Embracing The Voice: Australia's Path to Unity and Progress

Embracing The Voice: Australia’s Path to Unity and Progress

voice

The Voice referendum presents Australians with the moment to take our next unified step as a nation.

The Voice is about three simple – but extremely important – things: recognition, listening and achieving better outcomes together.

Right now our Constitution is silent when it comes to Aboriginal and Torres Strait Islander people and 65,000 years of culture and tradition. It’s time to fix that.

Constitutional recognition through a Voice is how Aboriginal and Torres Strait Islander people have asked to be recognised.

The Voice is about advice. When we listen to the voices of Aboriginal and Torres Strait Islander people on the issues that impact them, we achieve better outcomes.

The Closing the Gap Framework highlights the areas where Aboriginal and Torres Strait Islander people experience worse outcomes and, sadly, we are not achieving the progress we need.

Target 13 in particular deals with the significant rates of family violence and abuse too often experienced by Aboriginal and Torres Strait Islander women and children.

It calls for the rate of all forms of family violence and abuse against Aboriginal and Torres Strait Islander women and children to be reduced by at least 50 per cent, by 2031.

Today, Indigenous women are 34 times more likely to be hospitalised because of violence than non-Indigenous women.

They report three times as many incidents of sexual violence as non-Indigenous women, and they are more likely to be killed due to assault.

I’m sure everyone would agree – this must end.

Because these are not just statistics, they are mothers, aunties, sisters and children – and the impacts ripple across generations.

Just a few weeks ago, I was listening to Joshua, whose eyes filled with tears as he spoke of the years of abuse his mother faced at the hands of men who professed to love her.

He spoke of the trauma he witnessed that continues to impact him into his adult life.

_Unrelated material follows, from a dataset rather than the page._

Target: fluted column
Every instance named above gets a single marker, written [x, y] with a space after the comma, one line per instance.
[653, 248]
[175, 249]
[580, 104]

The intergenerational impact of the abuse he witnessed.

Joshua’s mum, Aunty Sandra Creamer AM, turned her lived experience into action through leading the work on the first dedicated Aboriginal and Torres Strait Islander Action Plan.

It is the first plan to address violence against women and children in First Nations communities and was developed in true partnership with Aboriginal and Torres Strait Islander leaders.

Listening to our Advisory Council, including Aunty Sandra Creamer, and other prominent First Nations leaders – along with people on the ground with lived experience – helped to guide us in the development of our Action Plans, launched just last month.

Through listening and reaching out to many people in communities we were able to achieve better results and better ways of working.

These include new ways of addressing violence – such as focusing on men’s healing. Healing and recovery is an important part of addressing violence, and for First Nations people, it is a holistic process that aims to address mental, physical, spiritual and emotional needs through reconnecting with culture, restoring safe and enduring relationships and supporting communities to create and lead change.

This is just one example of how listening to Aboriginal and Torres Strait Islander people can provide a new perspective to achieve better outcomes.

Some people might say if we are already listening to Indigenous leaders like Aunty Sandra Creamer on issues that impact First Nations people, then why do we need a Voice?

Firstly, and importantly, Aboriginal and Torres Strait Islander people have asked for a Voice.

Through the Uluru Statement from the Heart – a one page document – more than 250 delegates from across the country came together to call for a constitutionally entrenched First Nations Voice to Parliament.

And secondly a Voice provides a permanent vehicle for advice to government from Aboriginal and Torres Strait Islander people on issues that disproportionately impact them.

Enshrining the Voice in the Constitution ensures that the Voice is above politics. A Voice enshrined in the Constitution will give advice in the long-term, rather than for electoral cycles.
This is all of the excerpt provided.